Microsoft Is Closer to Realising the Surface Duo’s Gaming Potential
Contributor: Sam Rutherford

Microsoft is closer to turning the the Surface Duo into the mobile gaming machine many hoped it would be with new support for custom layouts when using Xbox Touch Controls in the Xbox Game Pass Ultimate.

After releasing the Surface Duo last year, Microsoft added support for Xbox Touch Controls to mobile devices in the Xbox Game Pass app. But when it came to the Surface Duo, those controls didn’t really full take advantage of the Duo’s unique design.

But with this new update, not only is Microsoft giving the Surface Duo support for custom layouts in the Xbox Game Pass Ultimate app, it’s also getting a few enhancements that will allow games to make better use of the Duo’s dual screens and its wider aspect ratio display.

Microsoft says that when holding the Surface Duo in Compose Mode (which is with one screen on top and one screen on bottom where the touch controls would be), you’ll be able to create custom control layouts for more than 50 games available via Xbox Game Pass Ultimate.

You’ll also be able to use custom controls to view content, navigate through menus, and even create button setups with columned layouts. And because Microsoft’s Xbox Touch Controls use the Duo’s displays as a virtual controller, you won’t need any outside accessories or add-ons, which means less stuff to carry around (though you will need a subscription to Xbox Game Pass Ultimate, of course).

Now at this point I know that there are only so many Surface Duo owners out there, but what makes this news a bit more interesting is that recently, retailers have started offering heavy discounts on the Surface Duo, bring down its $US1,400 ($1,796) launch price to around $US850 ($1,090) (or lower depending on the vendor). And at that price, the Duo starts to become an interesting option for people who want to stream AAA titles on the go, while also having a phone-tablet that can become a really great emulation device (with a little effort), in addition to being a solid machine for work and multi-tasking.

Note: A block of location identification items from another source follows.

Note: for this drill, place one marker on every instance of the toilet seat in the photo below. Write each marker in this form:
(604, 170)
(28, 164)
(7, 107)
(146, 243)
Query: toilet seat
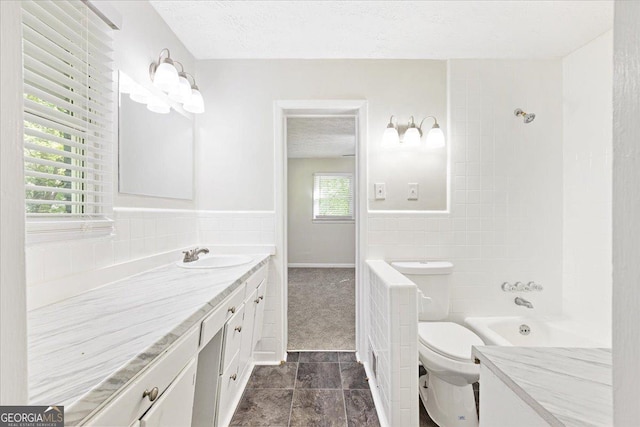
(448, 339)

But considering the experimental nature of the Surface Duo and it being very much a first-gen product, I would probably wait for one or two more price drops before throwing money down myself. But if Microsoft can take what it’s learned after making the Surface Duo and Xbox Touch Controls and then roll that into future devices, we could be in for some very interesting gaming hardware that once again stretches the definition of an Xbox.